In order to illustrate the definition of secondary structure using Kabsch and Sander's rules the complete Prolog code for the definition of helix structure is shown here. The basic building block for the definition of a helix is the kturn rule.

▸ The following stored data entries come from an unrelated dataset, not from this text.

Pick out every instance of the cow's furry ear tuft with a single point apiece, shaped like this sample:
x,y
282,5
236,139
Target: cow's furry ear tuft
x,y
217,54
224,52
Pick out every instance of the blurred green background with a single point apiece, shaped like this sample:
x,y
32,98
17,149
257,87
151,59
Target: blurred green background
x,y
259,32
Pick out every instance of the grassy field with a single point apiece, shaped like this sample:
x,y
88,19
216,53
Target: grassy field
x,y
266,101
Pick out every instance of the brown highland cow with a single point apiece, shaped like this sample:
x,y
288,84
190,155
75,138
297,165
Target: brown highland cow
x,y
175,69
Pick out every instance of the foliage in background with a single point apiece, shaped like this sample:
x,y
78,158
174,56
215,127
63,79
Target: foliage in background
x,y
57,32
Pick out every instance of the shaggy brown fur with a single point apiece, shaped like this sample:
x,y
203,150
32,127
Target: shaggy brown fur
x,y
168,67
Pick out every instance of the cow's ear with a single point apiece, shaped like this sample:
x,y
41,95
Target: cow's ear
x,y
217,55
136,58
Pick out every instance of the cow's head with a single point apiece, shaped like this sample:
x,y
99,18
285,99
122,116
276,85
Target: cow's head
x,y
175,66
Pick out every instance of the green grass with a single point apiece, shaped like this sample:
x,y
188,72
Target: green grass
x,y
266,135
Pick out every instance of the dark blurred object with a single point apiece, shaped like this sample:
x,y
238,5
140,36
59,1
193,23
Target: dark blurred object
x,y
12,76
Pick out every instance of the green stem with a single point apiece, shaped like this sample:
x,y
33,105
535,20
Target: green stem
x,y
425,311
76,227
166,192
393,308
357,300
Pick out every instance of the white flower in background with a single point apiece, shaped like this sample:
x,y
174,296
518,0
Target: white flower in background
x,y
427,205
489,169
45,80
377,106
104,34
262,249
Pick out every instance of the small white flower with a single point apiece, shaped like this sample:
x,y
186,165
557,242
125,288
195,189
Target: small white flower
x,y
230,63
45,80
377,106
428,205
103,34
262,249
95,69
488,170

This looks up the hydrogen bonding information stored in the ks clauses and if an pattern with an energy of at least -0.5 KCal is seen, then a turn is defined.



/* kturn rule*/

kturn(N,N3,CID,Type):-
     ks(N,_,CID,_,_,_,_,_,_,_,[B1,E1],_,[B2,E2],_,_,_),
     turn_type(NN,Type),
     N3 is N + NN,
     B1A is N + B1,
     B2A is N + B2,
     check_bond(N3,[B1A,E1],[B2A,E2]).

/* turn_type facts */

turn_type(3,three_turn).
turn_type(4,four_turn).
turn_type(5,five_turn).
turn_type(6,six_turn).

/* check_bond rules */

check_bond(N3,[N3,E1],_):-
           E1 =< -0.5.
check_bond(N3,_,[N3,E2]):-
           E2 =< -0.5.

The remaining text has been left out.